In June, we're launching our first ever postcard book titled, Forever Yours, Bar Harbor: Historic Postcard Images of Mount Desert Island & Acadia, by journalist and MDI Islander editor, Earl Brechlin. Alongside each postcard, the author offers interesting facts, shares bits of Maine lore and compares these fascinating images from the past to the Mount Desert Island we know today.
Brechlin, who is also a registered Maine Guide, is an expert when it comes to the forests and mountains of his beloved island. With this expertise in mind, we asked him to share some of his favorite places in Bar Harbor:
The Shore Path
Few long-established communities in New England enjoy as much public access along the waterfront as Bar Harbor. Stretching from Bridge Street, through downtown and past the town beach at Agamont Park and beyond, the Bar Harbor Shore Path covers not just distance, but time as well. On the section south of the Bar Harbor Inn, visitors can see 100-year-old former summer "cottages" of the Gilded Age.
Picnic anywhere you want along the shore. In the bay, lobster boats dart as fishermen and women tend their traps. Mighty ocean liners anchor in the harbor where sea birds, harbor seals and porpoises are often seen from shore.
On Bar Island, you can walk the bottom of the ocean without getting wet (just be sure to wear your rain boots). With a tidal change of nearly 12 feet, the receding water uncovers acres of gravel and a muddy ocean bottom. You can explore the sand bar connecting Bar Harbor to its namesake island twice each day.
The island, once the home of NBC newsman Jack Perkins, is now owned by Acadia National Park. Visitors will find a field where forlorn cellar holes from its earliest settlers are slowly returning to forest. The view of the town and mountains of Acadia beyond from the open top of the hill on the island's east end, is unparalleled. FMI visit here.
The Village Green
A quintessential New England gathering place, the Bar Harbor Village Green is surrounded by quaint shops, unique restaurants, churches, the Abbe Museum and the town's century-old fire station. Its lush grass provides an inviting spot to picnic, play Frisbee or to do nothing at all. The town clock and stone bench on the east side are the perfect place to watch the swirl of summer activity on Main Street.
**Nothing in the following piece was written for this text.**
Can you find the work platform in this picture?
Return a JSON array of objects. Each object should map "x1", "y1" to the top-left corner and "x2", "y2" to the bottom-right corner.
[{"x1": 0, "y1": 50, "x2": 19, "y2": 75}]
At the opposite end is the hub of the Island Explorer Bus System which covers all of Mount Desert Island and Acadia National Park.
In the middle of the park, there is a gazebo where the town band performs free outdoor concerts on Monday and Thursday evenings. Children race in circles as the band plays, and the concert always ends with "The Star-Spangled Banner" when the nine o-clock fire horn sounds.
Built in 1932, in less than six months, with money rumored to have been made running rum in the foggy offshore waters, the Criterion Theatre is a splendid example of high art-deco style. Performances have ranged from original vaudeville acts to world-class musicians to major motion picture premieres.
Its subsequent owners have included a flamboyant mystery novelist, a restaurateur, and a local non-profit. Armed with $2 million from an anonymous donor, the non-profit Bar Harbor Jazz Festival bought the 600-seat theater in 2014 and began extensive renovations. The Criterion now shows nightly movies and hosts live music, dance and community theater.
Summit of Cadillac Mountain
Cadillac Mountain is the highest point on the Eastern Seaboard from Maine to Rio de Janerio. Also the highest point in Acadia National Park, the mountain is believed to be the first place in the United States to be touched by sun's rays several months of the year. Some 1532 feet above sea level, this solid granite summit attracts scores of people who hope to be among the first in the nation to see the dawn of a new day. Each evening, weather permitting, people flock to the Blue Hill Overlook to watch the spectacular sunset. In the fall, park naturalists help visitors spot eagles, hawks and falcons on their annual migration.